When you “train” your GPT on the resulting data set then, who is to say whether it is “averaging” the biases in between different groups? Can you open up any LLM to see its exact logic, reasoning, argumentation steps? Should there be any averaging going on, after all—how is it going to account for disproportionately represented takes of people, who simply have too much time and/or rage to spare? What of the people, who simply don’t spend too much on the web to begin with? Is your GPT going to “average in” those as well, somehow?
What would prevent the resulting transformer from simply picking up on the likelihood of any given incoming prompt matching the overall “culture” of any single community, thus promptly completing it as if it was a part of an “average” discussion within that particular community there? Isn’t it plain wishful, if not outright naive*, to imagine the algo will do what you hope it will do—instead of what is the easiest possible thing for it to do?
* the fact a given thought pattern is wishful/naive doesn’t make you wishful/naive; don’t take it personally, plz
It’s probably less on all internet but more on the rlhf guidelines (I imagine the human reviewers receive a guideline based on the LLM-training company’s policy, legal, and safety experts’ advice). I don’t disagree though that it could present a relatively more objective view on some topics than a particular individual (depending on the definition of bias).
Would you say the same thing of people saying they looked at the Wikipedia article?
Yes, if people were using Wikipedia in the way they are using the LLMs.
In practice that doesn’t happen though, people cite Wikipedia for facts but are using LLMs for judgement calls.
I treat chatGPT as a vibes-ologist; it’s good for answering questions about like which X is most popular or what do most people think about X. I agree it’s less good for “X is true”
It’s not just biases, they are also just dumb. (Right now, nothing against 160 iq models that you have in the future). They are often unable to notice important things, or unable to spot problems, or follow up on such observations.
What they’re saying is I got a semi-objective answer fast.
If they’d googled for the answer all the same concerns would apply.

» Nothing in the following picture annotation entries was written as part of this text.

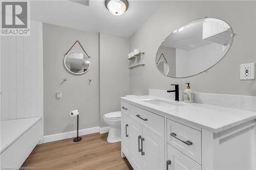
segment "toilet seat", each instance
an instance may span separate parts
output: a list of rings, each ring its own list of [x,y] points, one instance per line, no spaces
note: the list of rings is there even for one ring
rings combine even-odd
[[[121,118],[121,112],[113,112],[105,114],[103,115],[104,118],[110,119],[116,119]]]

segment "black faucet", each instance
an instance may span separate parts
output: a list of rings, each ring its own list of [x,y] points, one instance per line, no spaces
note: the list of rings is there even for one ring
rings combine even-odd
[[[178,84],[171,84],[172,86],[175,86],[175,90],[167,90],[167,92],[175,92],[175,101],[179,101],[179,85]]]

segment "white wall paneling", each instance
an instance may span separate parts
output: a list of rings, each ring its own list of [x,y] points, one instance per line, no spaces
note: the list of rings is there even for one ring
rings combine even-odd
[[[41,22],[30,36],[1,37],[1,120],[43,115]]]

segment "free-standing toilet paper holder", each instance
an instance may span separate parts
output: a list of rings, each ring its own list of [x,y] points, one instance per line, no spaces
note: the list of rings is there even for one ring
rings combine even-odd
[[[79,112],[79,111],[78,111]],[[73,115],[73,111],[71,112],[71,115]],[[77,114],[77,137],[73,140],[74,142],[78,142],[82,140],[82,137],[78,136],[78,122],[79,122],[79,113]]]

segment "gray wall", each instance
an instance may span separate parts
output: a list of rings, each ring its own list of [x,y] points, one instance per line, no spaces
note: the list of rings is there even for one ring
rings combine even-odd
[[[75,130],[76,117],[69,112],[80,111],[79,129],[99,123],[98,34],[43,23],[44,108],[45,135]],[[63,54],[79,40],[91,56],[88,71],[81,76],[69,73]],[[73,50],[82,50],[76,46]],[[63,79],[68,81],[62,82]],[[89,79],[92,79],[89,85]],[[58,91],[62,98],[56,99]]]
[[[157,52],[156,62],[157,62],[162,54],[163,54],[169,65],[169,70],[168,75],[175,77],[176,76],[176,48],[163,46],[160,46]],[[165,61],[162,56],[159,61]]]
[[[205,16],[226,21],[238,34],[227,54],[207,72],[187,78],[164,77],[155,63],[162,40],[183,25]],[[146,94],[148,89],[171,89],[172,83],[184,90],[185,83],[190,82],[195,91],[255,96],[256,81],[240,80],[240,64],[256,61],[255,37],[255,1],[167,1],[130,37],[131,50],[146,53],[136,61],[145,66],[130,71],[131,92]]]
[[[120,110],[120,96],[130,93],[127,54],[129,41],[108,34],[99,34],[100,126],[106,126],[104,114]]]

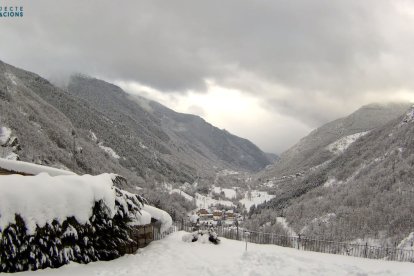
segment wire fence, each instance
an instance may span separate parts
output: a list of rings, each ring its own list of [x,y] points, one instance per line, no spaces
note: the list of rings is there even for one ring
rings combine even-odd
[[[200,225],[200,229],[210,226]],[[188,221],[174,222],[173,226],[162,234],[154,233],[154,240],[162,239],[176,231],[194,231],[194,224]],[[345,256],[382,259],[389,261],[414,262],[414,250],[399,249],[396,247],[371,246],[368,243],[356,244],[328,240],[317,240],[303,236],[283,236],[274,233],[249,231],[238,226],[215,226],[214,230],[219,237],[232,240],[246,241],[257,244],[274,244],[283,247],[296,248],[304,251],[314,251]]]

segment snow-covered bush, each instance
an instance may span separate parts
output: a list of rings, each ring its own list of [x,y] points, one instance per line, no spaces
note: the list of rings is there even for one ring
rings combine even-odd
[[[144,199],[114,187],[117,181],[110,174],[2,176],[0,272],[122,255],[120,248],[134,242],[128,230]]]
[[[209,230],[198,230],[192,233],[185,234],[182,237],[182,240],[184,242],[201,242],[201,243],[211,242],[214,244],[220,243],[220,239],[213,228],[210,228]]]

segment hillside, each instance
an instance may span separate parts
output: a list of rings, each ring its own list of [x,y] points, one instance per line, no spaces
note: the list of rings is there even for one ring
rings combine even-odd
[[[157,102],[131,96],[102,80],[73,76],[68,92],[122,126],[124,136],[133,137],[126,141],[132,146],[129,151],[134,151],[138,142],[138,148],[158,151],[174,167],[196,167],[197,173],[203,174],[203,170],[214,170],[214,166],[258,171],[270,163],[246,139],[220,130],[198,116],[177,113]]]
[[[152,242],[137,254],[111,262],[72,263],[20,275],[411,275],[412,263],[368,260],[298,251],[274,245],[247,245],[222,239],[220,245],[185,243],[185,232]]]
[[[414,232],[413,114],[411,108],[330,162],[277,184],[276,197],[262,208],[285,216],[297,233],[398,244]]]
[[[148,102],[154,110],[115,85],[84,76],[73,77],[65,91],[0,62],[0,154],[77,173],[115,172],[130,189],[210,181],[216,170],[255,171],[269,164],[251,142]]]
[[[361,107],[347,117],[329,122],[315,129],[292,148],[282,153],[275,164],[260,172],[257,178],[260,178],[261,181],[281,178],[282,176],[303,173],[323,164],[337,153],[329,145],[342,138],[345,140],[342,146],[345,146],[347,144],[346,137],[352,141],[351,135],[362,135],[383,126],[401,116],[409,106],[408,103],[370,104]]]

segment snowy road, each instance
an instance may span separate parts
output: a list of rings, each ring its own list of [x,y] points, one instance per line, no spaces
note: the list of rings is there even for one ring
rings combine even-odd
[[[110,262],[70,264],[17,275],[414,275],[414,263],[297,251],[222,239],[220,245],[184,243],[184,232]]]

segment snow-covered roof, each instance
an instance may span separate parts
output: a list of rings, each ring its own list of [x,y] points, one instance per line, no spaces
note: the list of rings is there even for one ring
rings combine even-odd
[[[95,202],[100,200],[107,207],[110,217],[116,214],[118,201],[127,210],[134,203],[136,195],[119,190],[117,195],[114,181],[117,175],[57,175],[40,173],[35,176],[19,174],[0,177],[0,232],[7,225],[15,223],[15,215],[24,220],[28,234],[34,234],[36,226],[57,220],[63,223],[68,217],[85,224],[92,216]],[[128,214],[134,225],[151,223],[151,218],[161,222],[161,232],[172,225],[171,216],[153,206],[136,203],[141,210]]]
[[[0,158],[0,169],[5,169],[7,171],[29,175],[36,175],[40,173],[47,173],[50,176],[76,175],[74,172],[71,171],[56,169],[23,161],[7,160],[4,158]]]

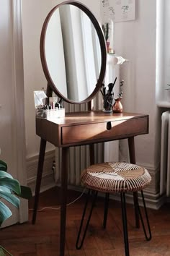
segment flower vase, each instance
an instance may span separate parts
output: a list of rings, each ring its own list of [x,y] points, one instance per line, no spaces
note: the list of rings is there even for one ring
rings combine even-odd
[[[112,111],[114,113],[122,112],[122,104],[121,103],[122,98],[115,99],[115,103],[113,104]]]

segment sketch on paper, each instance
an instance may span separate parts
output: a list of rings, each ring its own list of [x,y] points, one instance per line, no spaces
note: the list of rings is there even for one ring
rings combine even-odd
[[[101,0],[101,17],[115,22],[135,20],[135,0]]]

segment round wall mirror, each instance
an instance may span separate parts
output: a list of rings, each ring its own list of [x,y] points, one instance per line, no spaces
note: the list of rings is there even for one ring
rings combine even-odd
[[[41,33],[40,56],[48,85],[65,101],[88,102],[101,88],[105,40],[95,17],[82,4],[65,1],[49,12]]]

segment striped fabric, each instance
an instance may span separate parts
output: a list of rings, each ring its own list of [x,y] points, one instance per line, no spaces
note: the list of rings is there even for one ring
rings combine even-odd
[[[90,166],[82,172],[81,180],[89,189],[112,193],[141,190],[151,177],[136,164],[112,162]]]

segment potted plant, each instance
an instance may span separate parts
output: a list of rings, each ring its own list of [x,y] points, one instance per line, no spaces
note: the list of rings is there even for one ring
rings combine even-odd
[[[19,208],[19,197],[30,199],[31,189],[28,187],[21,186],[18,180],[14,179],[7,173],[7,164],[0,160],[0,199],[3,198],[17,208]],[[0,200],[0,226],[2,223],[12,215],[10,209]],[[12,255],[5,248],[0,245],[0,256]]]

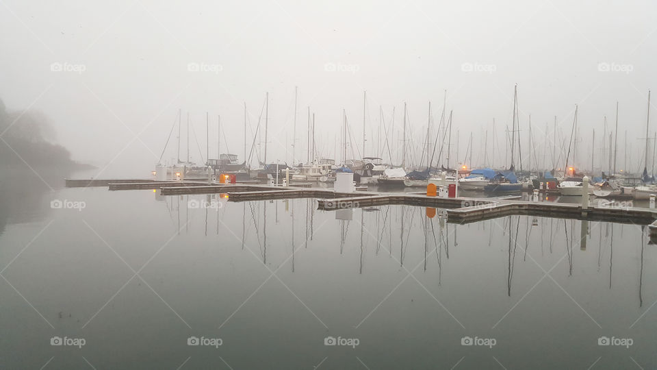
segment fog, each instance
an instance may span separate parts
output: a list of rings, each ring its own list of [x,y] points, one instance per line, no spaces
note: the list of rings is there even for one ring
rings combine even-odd
[[[181,153],[186,156],[189,112],[190,156],[198,163],[205,158],[207,111],[210,156],[216,157],[220,115],[227,138],[220,150],[242,160],[244,104],[250,151],[267,92],[268,161],[292,163],[295,86],[294,162],[306,159],[309,106],[320,156],[340,158],[343,109],[353,151],[363,153],[364,90],[364,153],[383,154],[380,145],[377,150],[380,106],[389,128],[394,107],[391,146],[400,146],[405,102],[417,157],[428,102],[435,132],[446,90],[452,157],[457,132],[459,160],[472,132],[472,164],[506,166],[504,130],[511,125],[517,84],[524,151],[530,114],[537,145],[546,143],[546,127],[552,140],[555,116],[562,143],[569,138],[578,104],[576,161],[589,168],[592,130],[601,156],[604,117],[608,136],[618,101],[619,161],[639,167],[647,90],[657,77],[657,4],[652,1],[4,0],[0,10],[0,99],[8,110],[47,117],[52,132],[46,139],[67,148],[73,160],[96,166],[101,177],[148,175],[179,109]],[[482,143],[487,131],[490,151],[493,119],[497,151],[487,162]],[[14,122],[0,137],[23,124]],[[656,130],[653,123],[651,136]],[[176,158],[177,134],[163,162]]]

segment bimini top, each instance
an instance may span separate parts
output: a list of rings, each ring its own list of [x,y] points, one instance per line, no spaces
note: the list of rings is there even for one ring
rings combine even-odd
[[[513,171],[499,171],[495,175],[495,177],[504,177],[511,184],[515,184],[518,182],[518,177]]]

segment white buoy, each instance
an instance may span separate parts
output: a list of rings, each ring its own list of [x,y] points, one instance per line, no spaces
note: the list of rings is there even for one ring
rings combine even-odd
[[[337,193],[354,193],[356,191],[355,184],[354,173],[339,172],[335,174],[335,184],[333,185],[333,189]]]
[[[582,209],[589,208],[589,177],[582,179]]]

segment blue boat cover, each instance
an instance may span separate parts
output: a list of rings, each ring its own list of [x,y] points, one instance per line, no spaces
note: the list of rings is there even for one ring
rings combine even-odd
[[[495,175],[497,177],[502,177],[508,180],[511,184],[515,184],[518,182],[518,178],[515,176],[515,173],[513,171],[500,171],[497,173]]]
[[[491,169],[479,169],[470,171],[470,174],[466,177],[466,179],[472,179],[483,176],[486,180],[493,180],[495,178],[495,171]]]
[[[424,180],[429,178],[429,170],[411,171],[406,175],[406,177],[411,180]]]

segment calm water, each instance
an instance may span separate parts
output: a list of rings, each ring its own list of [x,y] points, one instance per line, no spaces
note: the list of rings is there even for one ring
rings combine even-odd
[[[657,367],[640,226],[4,181],[2,369]]]

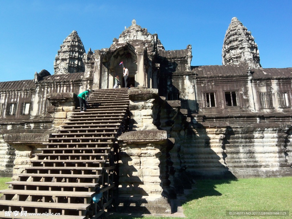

You’d need to know the biases of whoever wrote the web content they read to get an answer.
I doubt the orga got much of their own bias into the RLHF/RLAIF process. There are real cultural biases from the humans answering RLHF and the LLM itself from the training set and how it interpreted its constitution.
Exactly. Please stop saying this. It’s not semi-objective. The trend of casually treating LLMs as an arbiter of truth leads to moral decay.
This is obviously untrue, orgs spend lots of effort making sure their AI doesn’t say things that would give them bad press for example.
I should’ve specified—the orgs carefully train to get them to refuse to say things. I don’t think the specifically train them to say things the orgs like or believe. The refusals are intentional, the bias is accidental IMO.
And every source has bias.
So, do you want people.to.quit saying they googled for an answer? I just like them to say where they got the answer so I can judge how biased it might be.
Agreed, except for the small caveat of LLMs answers which can be easily verified as approximately correct. E.g. answers to math problems where the solution is hard but the verification is easy; or Python scripts you’ve tested yourself and whose output looks correct; or reformatted text (like plaintext → BBCode) if it looks correct on a word diff website.
Incidentally, are there any LLM services which can already this kind of verification in specific domains?
It still signals to the subject of my question that I put in some effort before coming to them.